この孔が空いていることから将来が見通せるようにとの意味のほか、花蓮根には花の後に実を結ぶようにとの意味がある。

矢羽根蓮根
煮しめの材料の一。破魔矢の矢羽根に見立てたもの。

八ツ頭(里芋)
煮しめの材料の一。
八ツ頭はサトイモの栽培品種、親イモが大きいことに因んで頭(かしら)になることを願うもの。また、里芋は親芋に子芋がたくさん育つことから子宝を願ったものとされる。

たけのこ
煮しめの材料の一。成長が早いので子供がすくすく育つように願った。天に向かって伸びるので立身出世を願った。成長する様子を家の繁栄に例えたなど様々な説がある。

金柑
「ん」は「運」に通じ、運を重ねるの意。財宝としての「金冠」を意味している。

梅花にんじん(人参)
型で抜くか、包丁で5角形の梅の花びら形にしたもの梅は花が咲くと必ず実を結ぶことから縁起物とされている。また、ニンジンの赤色は寿を表すともいわれている。

重詰めへの移行
『嗚呼傍廂』(1853年)によれば天明の頃までは食べていたが、それ以降は飾るだけとなり、正月料理は重詰め等へと変化していく。
膳に盛られた料理と重に詰められた料理が用意され、このうち膳に盛られた料理を「おせち」と呼んだ。

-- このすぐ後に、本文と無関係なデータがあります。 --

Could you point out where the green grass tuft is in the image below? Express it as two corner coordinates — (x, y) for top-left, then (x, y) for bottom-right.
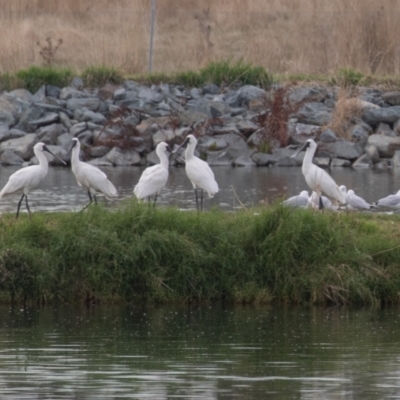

後の『東京風俗志』(明治34年)によるとお膳に供えた煮物を「御節」、重詰めしたものを「食積」と呼んでいる。
重箱に本膳料理であった煮染めを中心とした料理が詰められるようになり、食積と御節の融合が進んだ。
現在では重箱に詰めた正月料理を御節と呼ぶようになっている。重箱に御節料理を詰めるようになったのは明治時代以降のことといわれている。

重箱に御節を詰める手法が完全に確立した時期は第二次世界大戦後で、デパートなどが見栄えのよい重箱入りの御節料理を発売したことによるともいわれている。
正月料理の重詰めについては江戸時代の文化・文政年間の料理茶屋における料理の影響を受けているとみる説もある。